Abstract

High Arctic wetlands, though limited in occurrence, are an important ecological niche, providing the major vegetated areas in an arid and cold polar desert environment. These wetlands are often found as patches in the barren landscape. At a few locales which may be ice-wedge polygonal grounds, glacial terrain and zones of recent coastal uplift, wetland occurrence can become extensive, forming a mosaic that comprises patches of different wetland types. Reliable water supply during the thawed season is a deciding factor in wetland sustainability. The sources include meltwater from late-lying snowbanks, localized ground water discharge, streamflow, inundation by lakes and the sea, and for some ice-wedge wetlands, ground-ice melt. Different types of wetlands have their own characteristics, and peat accumulation or diatom depositions are common. The peat cover insulates the wetland from summer heating and encourages permafrost aggradation, with the feedback that a shallow frost table reduces the moisture storage capacity in a thinly thawed layer, which becomes easily saturated.
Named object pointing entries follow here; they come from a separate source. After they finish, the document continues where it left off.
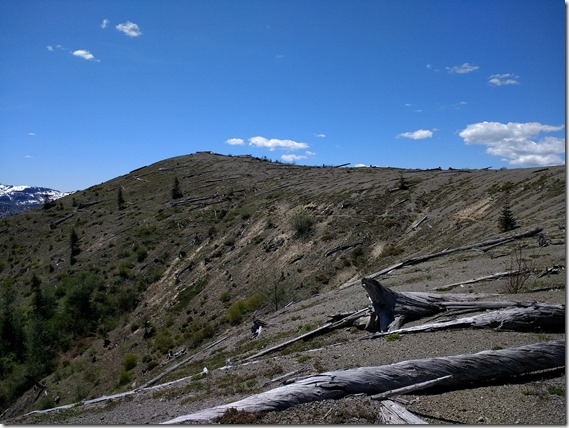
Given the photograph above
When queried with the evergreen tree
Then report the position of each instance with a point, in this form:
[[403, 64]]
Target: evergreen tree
[[74, 243], [176, 191], [11, 324]]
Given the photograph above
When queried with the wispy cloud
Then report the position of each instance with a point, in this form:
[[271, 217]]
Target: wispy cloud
[[420, 134], [503, 79], [516, 142], [462, 69], [86, 55], [129, 28], [275, 143], [235, 141], [292, 158]]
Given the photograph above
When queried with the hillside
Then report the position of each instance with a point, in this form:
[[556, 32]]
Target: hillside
[[101, 287], [17, 199]]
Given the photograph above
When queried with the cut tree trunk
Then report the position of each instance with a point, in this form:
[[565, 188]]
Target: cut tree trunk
[[395, 414], [539, 317], [464, 369], [329, 326], [387, 304], [415, 260]]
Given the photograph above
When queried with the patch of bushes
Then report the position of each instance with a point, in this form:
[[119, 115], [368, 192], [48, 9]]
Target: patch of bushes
[[129, 361], [243, 306], [163, 340], [302, 224], [391, 250], [234, 416], [125, 377]]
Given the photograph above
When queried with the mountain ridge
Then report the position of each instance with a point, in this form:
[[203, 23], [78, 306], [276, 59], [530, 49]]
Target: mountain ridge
[[244, 237], [16, 199]]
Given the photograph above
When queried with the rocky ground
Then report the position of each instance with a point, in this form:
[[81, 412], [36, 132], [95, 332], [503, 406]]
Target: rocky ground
[[536, 399]]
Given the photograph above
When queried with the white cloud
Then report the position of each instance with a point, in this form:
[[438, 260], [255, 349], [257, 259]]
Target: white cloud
[[81, 53], [292, 158], [516, 142], [129, 28], [274, 143], [503, 79], [462, 69], [420, 134], [235, 141]]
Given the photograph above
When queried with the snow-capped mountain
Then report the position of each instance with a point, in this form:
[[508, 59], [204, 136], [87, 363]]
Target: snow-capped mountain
[[16, 199]]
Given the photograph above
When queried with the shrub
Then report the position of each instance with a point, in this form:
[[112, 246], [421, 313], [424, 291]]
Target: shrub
[[129, 361], [507, 221], [302, 223], [234, 416], [225, 297], [176, 190], [243, 306], [163, 340], [391, 250], [124, 377]]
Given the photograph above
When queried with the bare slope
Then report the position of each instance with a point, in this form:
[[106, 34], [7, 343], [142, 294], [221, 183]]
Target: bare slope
[[250, 236]]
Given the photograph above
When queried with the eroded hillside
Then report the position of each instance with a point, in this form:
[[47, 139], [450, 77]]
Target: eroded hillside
[[181, 253]]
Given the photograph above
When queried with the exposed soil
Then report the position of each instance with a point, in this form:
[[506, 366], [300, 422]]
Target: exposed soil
[[460, 212]]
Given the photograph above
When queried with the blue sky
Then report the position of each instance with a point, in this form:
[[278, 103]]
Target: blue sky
[[91, 90]]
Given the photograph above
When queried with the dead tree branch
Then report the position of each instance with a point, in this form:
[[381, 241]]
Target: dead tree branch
[[395, 414], [348, 320], [539, 317], [446, 252], [465, 369], [492, 277], [342, 248]]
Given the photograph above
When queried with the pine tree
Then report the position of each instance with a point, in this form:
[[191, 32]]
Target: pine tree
[[74, 243]]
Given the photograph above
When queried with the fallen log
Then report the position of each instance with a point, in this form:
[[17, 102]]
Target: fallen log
[[540, 317], [415, 260], [342, 248], [492, 277], [388, 304], [329, 326], [465, 369], [395, 414], [177, 365], [411, 388]]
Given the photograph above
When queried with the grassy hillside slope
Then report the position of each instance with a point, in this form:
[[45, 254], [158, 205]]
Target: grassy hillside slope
[[99, 288]]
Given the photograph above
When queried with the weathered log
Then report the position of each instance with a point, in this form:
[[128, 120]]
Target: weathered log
[[539, 317], [387, 304], [329, 326], [492, 277], [415, 260], [464, 369], [395, 414], [177, 365], [411, 388], [54, 223], [341, 248]]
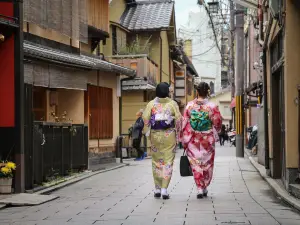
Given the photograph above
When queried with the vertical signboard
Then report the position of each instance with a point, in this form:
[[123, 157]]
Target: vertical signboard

All the wetlands studied have high calcium content since they are formed on carbonate terrain. Coastal wetlands have high salt concentration while snowmelt and ground-ice melt provides dilution. The sustainability of High Arctic wetlands is predicated upon water supply exceeding the losses to evaporation and lateral drainage. Disturbances due to natural causes such as climatic variations, geomorphic changes, or human-induced drainage, can reduce inundation opportunities or increase outflow. Then, the water table drops, the vegetation changes and the peat degrades, leading to the detriment of the wetlands.